Every time we fix a prompt, tool loading, or memory injection bug, we have to patch it in 3–5 different places. The chatbot builds prompts one way (smart_orchestrator.pypersonality.py). Agent task execution builds them another way (agent_factory.py_build_agent_system_prompt). Heartbeats copy-paste from the factory. Recipes have their own path. The orchestrator stages have yet another. This fragmentation has caused:

  • Chatbot missing platform actions — fixed in commit 4a8d7e3 but only because someone noticed Auto couldn't see platform_execute

  • Composio tools loaded differently per code path — factory built typed schemas, chatbot used generic composio_execute

  • Memory injected in different formats — chatbot via get_happy_system_prompt(memories=...), factory via string concatenation, heartbeat skipped entirely

  • Tool count explosion — factory sent 107 tools, chatbot sent 76, heartbeat sent all platform tools individually before the dispatcher fix

  • Daily logs, action summaries, personality all wired independently into each path with different bugs each time

This PRD introduces a single ContextService that every LLM-calling code path uses. One place to build prompts, load tools, inject memory, manage token budgets.

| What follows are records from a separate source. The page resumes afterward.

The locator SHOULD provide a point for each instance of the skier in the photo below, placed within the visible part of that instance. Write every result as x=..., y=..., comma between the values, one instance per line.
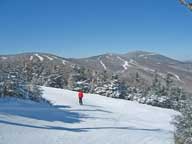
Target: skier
x=80, y=95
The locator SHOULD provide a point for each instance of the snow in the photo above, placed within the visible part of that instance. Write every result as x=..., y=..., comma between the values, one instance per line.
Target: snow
x=101, y=120
x=64, y=62
x=3, y=58
x=176, y=76
x=103, y=65
x=48, y=57
x=145, y=55
x=39, y=57
x=125, y=63
x=31, y=58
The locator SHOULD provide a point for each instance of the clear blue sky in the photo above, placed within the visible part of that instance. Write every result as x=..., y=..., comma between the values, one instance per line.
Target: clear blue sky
x=81, y=28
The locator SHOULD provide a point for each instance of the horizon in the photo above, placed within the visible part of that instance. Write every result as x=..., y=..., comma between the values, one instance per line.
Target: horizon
x=83, y=28
x=134, y=51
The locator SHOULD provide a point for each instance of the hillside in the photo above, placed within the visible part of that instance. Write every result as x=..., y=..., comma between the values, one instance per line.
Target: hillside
x=101, y=120
x=45, y=69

Fix it once, fixed everywhere.

What We're Building

  1. modules/context/ package — new module containing the unified context service

  2. ContextService class — single entry point: build_context(agent, mode, messages) → ContextResult

  3. Composable prompt sections — identity, skills, platform actions, memory, tools, task context assembled declaratively

  4. Token budget manager — sections have priority weights; low-priority content gets trimmed first when approaching limits

  5. ContextResult dataclass — contains system_prompt, tools, tool_choice, messages, metadata ready for any LLM call

  6. Migration of all 9 code paths to use ContextService instead of building prompts/tools themselves

  7. Dead code cleanup — remove _build_agent_system_prompt, get_happy_system_prompt complexity, duplicated tool loading

What We're NOT Building

  • A prompt versioning UI (future PRD — admin prompt editing stays in system_prompts table)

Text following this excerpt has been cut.